Heinz Röthlisberger – Schweizer Bauer, Samstag, 11. Februar 2017. Schneefall und Minustemperaturen. Besser hätten die Bedingungen für die Vorführung von Winterdienstmaschinen am Mittwoch auf dem Gurnigel BE nicht sein können. Gross war auch das Interesse. Rund 150 Leute, hauptsächlich Verteter und Mitarbeiter von Gemeinden, wollten sich die Präsentationen der neusten Kommunalmaschinen von ZAUGG, Schiltrac, Holder, Forst Act, Fiedler, Hako und Valair nicht entgehen lassen.

Ein Bulle im Schnee
Gezeigt wurden an der Vorführung, die neben dem Gurnigel auch noch auf dem Col des Mosses VD, in Andermatt UR und auf der Lenzerheide GR stattfand, insgesamt 14 Trägerfahrzeuge, die entweder mit Bürsten, Pflügen, Fräsen und auch Salzstreuern ausgerüstet waren. Als richtiger Bulle im Schnee verhielt sich zum Beispiel der Geräteträger S990 von Holder mit der Schneefräse von ZAUGG. Dank 92-PS-Motor frass sich der Knicklenker selbst durch hohe Schneemengen.
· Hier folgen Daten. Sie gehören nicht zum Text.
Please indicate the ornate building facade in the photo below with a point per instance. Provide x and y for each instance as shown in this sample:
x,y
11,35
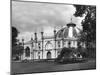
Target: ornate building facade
x,y
49,47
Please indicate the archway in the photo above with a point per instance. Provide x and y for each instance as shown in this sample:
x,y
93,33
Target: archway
x,y
48,55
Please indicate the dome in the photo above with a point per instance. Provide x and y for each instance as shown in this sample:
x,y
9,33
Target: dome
x,y
69,31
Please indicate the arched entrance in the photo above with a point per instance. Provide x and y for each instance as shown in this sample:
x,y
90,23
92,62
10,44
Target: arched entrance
x,y
48,55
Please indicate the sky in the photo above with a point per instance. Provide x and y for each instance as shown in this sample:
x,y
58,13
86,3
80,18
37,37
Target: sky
x,y
30,17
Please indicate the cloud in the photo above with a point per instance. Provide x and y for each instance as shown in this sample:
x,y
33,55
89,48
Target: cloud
x,y
30,17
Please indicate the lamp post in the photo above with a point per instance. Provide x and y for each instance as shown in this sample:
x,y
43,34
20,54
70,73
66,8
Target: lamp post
x,y
62,39
42,42
23,46
32,55
55,41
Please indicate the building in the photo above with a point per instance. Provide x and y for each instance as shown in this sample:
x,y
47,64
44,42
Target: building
x,y
49,47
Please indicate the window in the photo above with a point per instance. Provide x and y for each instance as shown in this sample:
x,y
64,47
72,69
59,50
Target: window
x,y
58,43
27,51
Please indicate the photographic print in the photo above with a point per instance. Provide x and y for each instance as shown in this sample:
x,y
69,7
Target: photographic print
x,y
52,37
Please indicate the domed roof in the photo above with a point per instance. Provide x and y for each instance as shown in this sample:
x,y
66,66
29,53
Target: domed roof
x,y
69,31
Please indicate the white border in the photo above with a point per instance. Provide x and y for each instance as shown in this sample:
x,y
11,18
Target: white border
x,y
5,37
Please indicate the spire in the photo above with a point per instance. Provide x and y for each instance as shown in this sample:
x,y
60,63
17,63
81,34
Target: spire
x,y
71,19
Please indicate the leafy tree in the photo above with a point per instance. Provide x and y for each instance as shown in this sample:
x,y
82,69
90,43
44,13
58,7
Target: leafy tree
x,y
89,23
88,34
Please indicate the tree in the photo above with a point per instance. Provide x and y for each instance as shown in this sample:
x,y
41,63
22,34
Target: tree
x,y
89,24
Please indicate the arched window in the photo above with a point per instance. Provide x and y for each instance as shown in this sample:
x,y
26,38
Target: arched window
x,y
27,51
Beim Einsatz der Pflüge zeigte sich einmal mehr: Wenn der Schnee nicht vom Pflug wegrollt, dann häuft sich der Schnee vorne an, und das Fahrzeug kommt dann irgendwann nicht mehr weiter.

Sommer und Winter
Mit dem 95-PS-Zweiachs-Geräteträger Grip 4 von Sauerburger und dem stufenlosen Schiltrac Eurotrans 6150 mit 175-PS-6-Zylinder-Motor wurden zwei für den Winterdienst ausgerüstete Fahrzeuge gezeigt, die auch in der Landwirtschaft eingesetzt werden können. «Wichtig für uns ist es, aufzuzeigen, dass mit einem Schiltrac und einem 2-Achs-Geräteträger auch im Winterdienst gearbeitet werden kann», sagte Peter Barmettler von der Firma Schiltrac am Rande der Vorführung. «Denn mit solchen Fahrzeugen, die doch eine grosse Investition darstellen, ist es nicht unwesentlich, eine möglichst hohe Auslastung zu erzielen.» Im Geschäft mit Winterdienstgeräten ist Geduld gefragt, und es heisst nicht zu Unrecht: nach der Saison ist vor der Saison. Denn die Entscheidungsprozesse der Gemeinden müssen durch sämtliche Instanzen und ziehen sich entsprechend in die Länge. «Rund eineinhalb bis zwei Jahre dauert es durchschnittlich, bis ein Geschäft mit einer Gemeinde zustande kommt», sagte Matthias Anliker von der Firma Leiser AG auf dem Gurnigel.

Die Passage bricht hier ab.